In D19996#433713, @cem wrote:

I can't see any problems. I find it odd that we support multiple dump configurations for the same device, especially since that introduces some complexity (KDA_REMOVE vs. KDA_REMOVE_DEV). I'm having trouble imagining a scenario where that would be useful.

The case I have in mind is falling back to higher (and slower) levels of compression if the dump wouldn't fit at the faster/less compressed level. Or you could imagine falling back to a 2nd netdump server (same /dev/netdump device, same iface) if the first server can't be reached. Maybe these are a reach, but that was the idea.

Ok, makes sense.

sys/geom/geom_dev.c
512

Ah, I thought it was permitted to refer to variables outside of their lexical scope so long as you're still in the same function.

sys/sys/disk.h
170

We don't provide compatibility guarantees in head, so we can just break the interface. (Hence "before 13.0.")

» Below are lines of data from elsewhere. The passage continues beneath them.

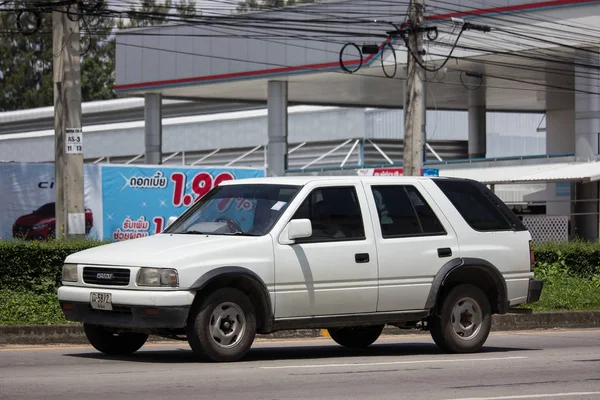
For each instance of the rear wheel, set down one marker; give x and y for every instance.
(112, 343)
(464, 320)
(223, 326)
(356, 337)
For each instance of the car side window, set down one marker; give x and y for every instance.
(334, 213)
(403, 211)
(479, 212)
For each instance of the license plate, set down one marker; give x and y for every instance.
(101, 301)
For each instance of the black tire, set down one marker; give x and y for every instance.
(356, 337)
(462, 335)
(111, 343)
(211, 331)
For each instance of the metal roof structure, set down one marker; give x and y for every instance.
(538, 173)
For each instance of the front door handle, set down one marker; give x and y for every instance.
(444, 252)
(361, 257)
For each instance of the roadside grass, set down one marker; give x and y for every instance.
(29, 308)
(568, 294)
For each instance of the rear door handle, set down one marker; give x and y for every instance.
(444, 252)
(361, 257)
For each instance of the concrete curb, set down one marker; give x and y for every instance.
(73, 334)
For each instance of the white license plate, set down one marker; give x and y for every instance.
(101, 301)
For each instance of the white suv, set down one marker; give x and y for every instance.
(347, 254)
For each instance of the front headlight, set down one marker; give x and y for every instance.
(165, 277)
(70, 273)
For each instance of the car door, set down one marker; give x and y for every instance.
(414, 240)
(335, 270)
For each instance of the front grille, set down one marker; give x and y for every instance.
(106, 276)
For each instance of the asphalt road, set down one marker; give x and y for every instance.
(525, 365)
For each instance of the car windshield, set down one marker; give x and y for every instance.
(249, 210)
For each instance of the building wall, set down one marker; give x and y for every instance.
(508, 134)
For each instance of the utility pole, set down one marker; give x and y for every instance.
(68, 143)
(413, 112)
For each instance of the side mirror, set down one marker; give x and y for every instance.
(171, 220)
(299, 229)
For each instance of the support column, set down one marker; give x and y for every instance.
(277, 101)
(153, 128)
(477, 123)
(587, 130)
(560, 138)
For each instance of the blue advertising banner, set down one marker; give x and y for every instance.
(138, 200)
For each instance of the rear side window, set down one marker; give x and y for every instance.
(482, 210)
(334, 213)
(402, 212)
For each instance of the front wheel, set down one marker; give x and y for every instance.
(111, 343)
(464, 320)
(356, 337)
(223, 326)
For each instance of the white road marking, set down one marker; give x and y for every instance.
(531, 396)
(454, 360)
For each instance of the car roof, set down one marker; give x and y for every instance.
(304, 180)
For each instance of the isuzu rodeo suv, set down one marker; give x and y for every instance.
(346, 254)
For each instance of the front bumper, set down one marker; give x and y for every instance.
(137, 310)
(535, 290)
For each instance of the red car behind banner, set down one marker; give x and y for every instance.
(41, 223)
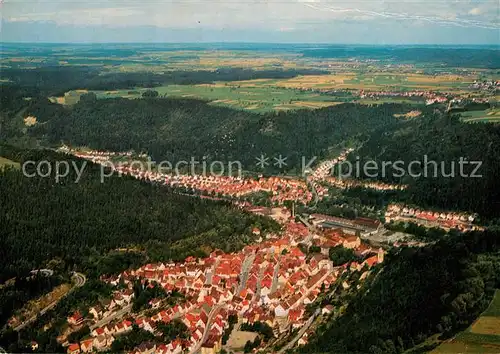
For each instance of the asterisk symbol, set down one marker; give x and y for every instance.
(262, 161)
(280, 161)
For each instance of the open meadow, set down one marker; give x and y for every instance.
(483, 336)
(488, 116)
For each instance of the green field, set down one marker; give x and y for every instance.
(483, 336)
(486, 116)
(7, 162)
(259, 97)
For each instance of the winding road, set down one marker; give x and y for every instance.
(79, 279)
(301, 332)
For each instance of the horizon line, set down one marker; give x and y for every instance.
(262, 43)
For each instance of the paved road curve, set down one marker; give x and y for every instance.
(211, 316)
(79, 279)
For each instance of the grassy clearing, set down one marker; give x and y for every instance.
(7, 162)
(483, 336)
(486, 116)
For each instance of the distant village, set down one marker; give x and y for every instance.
(271, 281)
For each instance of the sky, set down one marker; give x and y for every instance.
(279, 21)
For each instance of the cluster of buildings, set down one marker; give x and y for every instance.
(444, 220)
(271, 282)
(324, 169)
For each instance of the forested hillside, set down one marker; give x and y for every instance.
(176, 129)
(445, 140)
(79, 223)
(439, 288)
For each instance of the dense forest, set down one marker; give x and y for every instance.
(444, 140)
(466, 57)
(178, 129)
(80, 223)
(440, 288)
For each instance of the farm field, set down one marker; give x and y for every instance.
(486, 116)
(256, 99)
(7, 162)
(261, 95)
(483, 336)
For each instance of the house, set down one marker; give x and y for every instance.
(100, 342)
(87, 345)
(281, 310)
(34, 345)
(155, 303)
(145, 348)
(73, 348)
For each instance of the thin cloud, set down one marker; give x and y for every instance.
(459, 22)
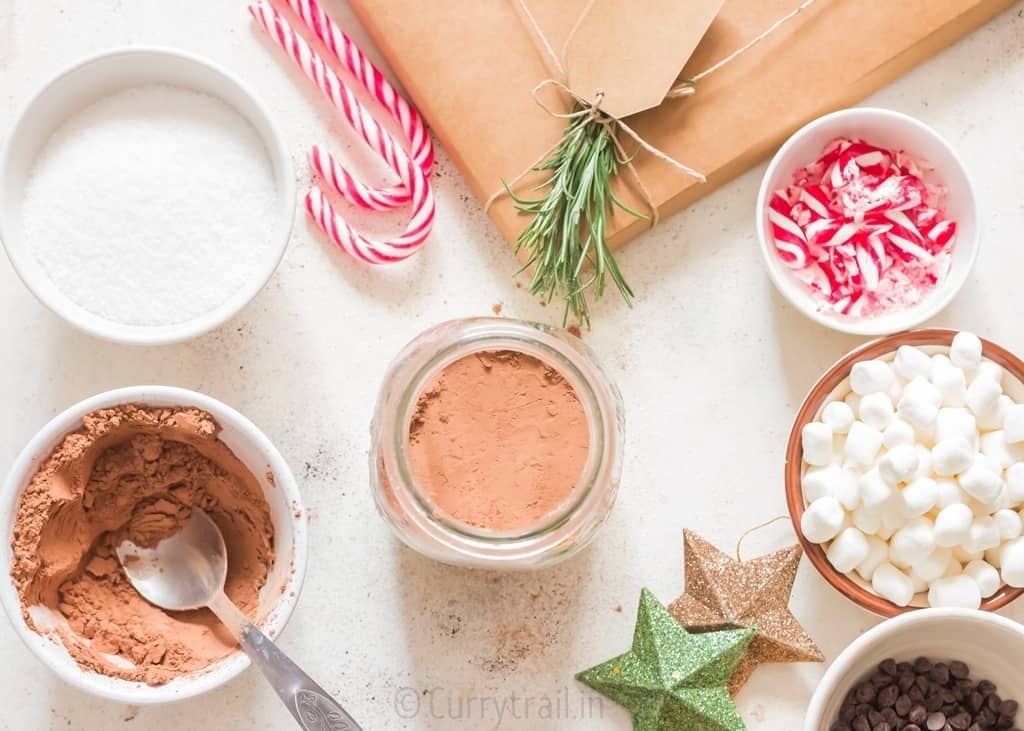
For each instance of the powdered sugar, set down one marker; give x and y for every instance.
(153, 206)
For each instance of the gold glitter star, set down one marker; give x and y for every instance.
(722, 593)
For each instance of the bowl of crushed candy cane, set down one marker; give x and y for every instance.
(867, 221)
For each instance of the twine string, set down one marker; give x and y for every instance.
(613, 124)
(747, 533)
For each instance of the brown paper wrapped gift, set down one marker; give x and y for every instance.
(471, 66)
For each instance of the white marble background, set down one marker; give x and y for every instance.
(711, 361)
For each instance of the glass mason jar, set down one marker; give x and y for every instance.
(406, 506)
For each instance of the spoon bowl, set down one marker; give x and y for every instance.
(183, 571)
(186, 570)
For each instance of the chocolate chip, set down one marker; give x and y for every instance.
(958, 670)
(865, 693)
(903, 705)
(961, 721)
(940, 674)
(887, 696)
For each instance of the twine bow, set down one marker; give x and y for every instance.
(592, 109)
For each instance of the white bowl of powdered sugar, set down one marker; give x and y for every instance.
(145, 196)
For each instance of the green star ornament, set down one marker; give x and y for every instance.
(672, 680)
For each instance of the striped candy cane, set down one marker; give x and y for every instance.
(410, 173)
(345, 50)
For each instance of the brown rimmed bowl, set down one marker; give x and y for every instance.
(812, 405)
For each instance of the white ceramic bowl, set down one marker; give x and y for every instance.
(888, 129)
(279, 596)
(990, 644)
(87, 82)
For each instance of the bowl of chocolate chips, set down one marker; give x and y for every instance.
(936, 670)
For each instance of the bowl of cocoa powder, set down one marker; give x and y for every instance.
(131, 464)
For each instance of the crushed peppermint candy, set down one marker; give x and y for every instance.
(864, 228)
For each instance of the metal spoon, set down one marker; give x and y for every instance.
(187, 571)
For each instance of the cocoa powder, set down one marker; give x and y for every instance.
(499, 440)
(135, 472)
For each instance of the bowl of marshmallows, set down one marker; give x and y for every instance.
(904, 473)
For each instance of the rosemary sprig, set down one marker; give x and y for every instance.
(564, 243)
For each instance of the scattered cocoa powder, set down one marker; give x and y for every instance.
(499, 440)
(135, 472)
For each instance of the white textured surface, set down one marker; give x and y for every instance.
(709, 337)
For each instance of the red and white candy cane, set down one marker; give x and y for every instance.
(410, 173)
(346, 51)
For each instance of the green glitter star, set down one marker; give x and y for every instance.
(673, 680)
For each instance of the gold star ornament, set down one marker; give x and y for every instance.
(722, 593)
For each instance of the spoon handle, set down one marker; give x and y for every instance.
(312, 706)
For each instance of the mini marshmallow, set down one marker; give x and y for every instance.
(985, 575)
(919, 584)
(994, 418)
(933, 567)
(966, 350)
(898, 464)
(898, 432)
(870, 377)
(822, 520)
(962, 555)
(951, 457)
(889, 583)
(950, 382)
(920, 403)
(867, 521)
(838, 416)
(983, 395)
(878, 553)
(817, 482)
(995, 445)
(912, 544)
(848, 550)
(924, 463)
(960, 592)
(954, 423)
(844, 488)
(911, 362)
(892, 518)
(875, 491)
(1015, 483)
(920, 497)
(984, 534)
(817, 442)
(925, 435)
(862, 444)
(980, 482)
(952, 525)
(1013, 423)
(946, 492)
(1013, 563)
(833, 480)
(877, 411)
(1010, 524)
(989, 369)
(1001, 502)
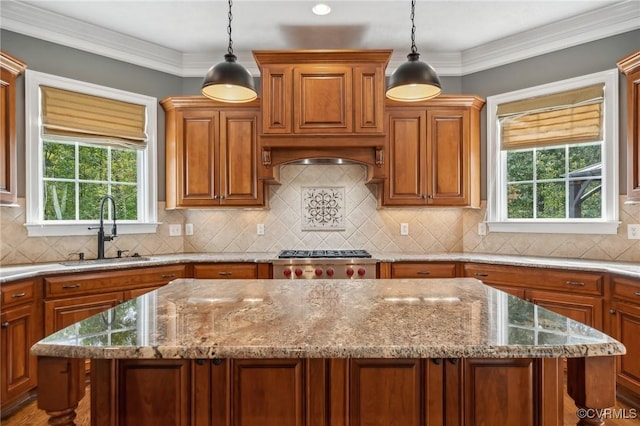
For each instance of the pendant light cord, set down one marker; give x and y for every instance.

I think we can (ab)use struct sockaddr?

cem planned changes to this revision.May 3 2019, 2:16 AM
cem marked an inline comment as done.
cem added inline comments.
sys/geom/geom_dev.c
512

You might be right, but I wasn't confident of that and don't want to dig up the C standard to figure it out. :-)

sys/sys/disk.h
170

Sure, but I'm only adding "12" abi compatibility for slightly older head, not because I actually care about running 12 world (dumpon in particular) on a 13 kernel. The idea is to make the transition less painful for head consumers / crashboxes that regularly up/downgrade kernels, so the single step seems better to me.

Sockaddr isn't big enough and/or doesn't represent the right thing. It's the same size as in6_addr but doesn't logically represent an in6_addr. sockaddr_storage is closer, but huge overkill. sockaddr_in / sockaddr_in6 have a lot of redundant stuff we don't care about for this use, I think. I'll put something together.

cem marked an inline comment as done.

Leave room in ioctl ABI for ipv6 as long as we're rototilling the interface.
Nothing actually supports non-INET netdump yet.

sys/sys/disk.h
170

I don't see what's wrong with sockaddr_storage. It's larger than is needed but that doesn't matter for a rarely executed ioctl, and it's standard to use that in code that is address family-agnostic. And sys/_sockaddr_storage.h will introduce less pollution in sys/disk.h.

sys/sys/disk.h
170

Nothing wrong with sockaddr_storage, really. Mostly it just makes the interface more general in a way that isn't helpful (requires more boilerplate to check for EINVAL input). We can use it instead, if you would prefer.

sys/sys/disk.h
170

I think I'd still prefer it to a hand-rolled structure. Is the extra boilerplate just that we have to check the AF of each field instead of one?

sys/sys/disk.h
170

Yeah. And whatever ambiguity surrounds other fields that matter for sockets but not hosts, eg flowid, port, etc.

sys/sys/disk.h
170

Also that sockaddr_storage is an array type rather than a union and all real access requires ugly casting; and we don't save anything in header includes because we need net/if.h which means we pull in the in/in6 addr types already.

sys/sys/disk.h
170

I've rototilled sockaddr_storage into just dumpon alone (to give it a shot) and it is really really ugly. And there would be a large number of additional churn involving sockaddr_in casts in netdump_client.c to finish the job. I don't think sockaddr_storage is a suitable type for this use case (and it's only used with BSD sockets for legacy API reasons).

So I don't plan to continue converting to sockaddr_storage — I'll just leave it with the address union instead.

This revision is now accepted and ready to land.May 6 2019, 1:56 PM
This revision was automatically updated to reflect the committed changes.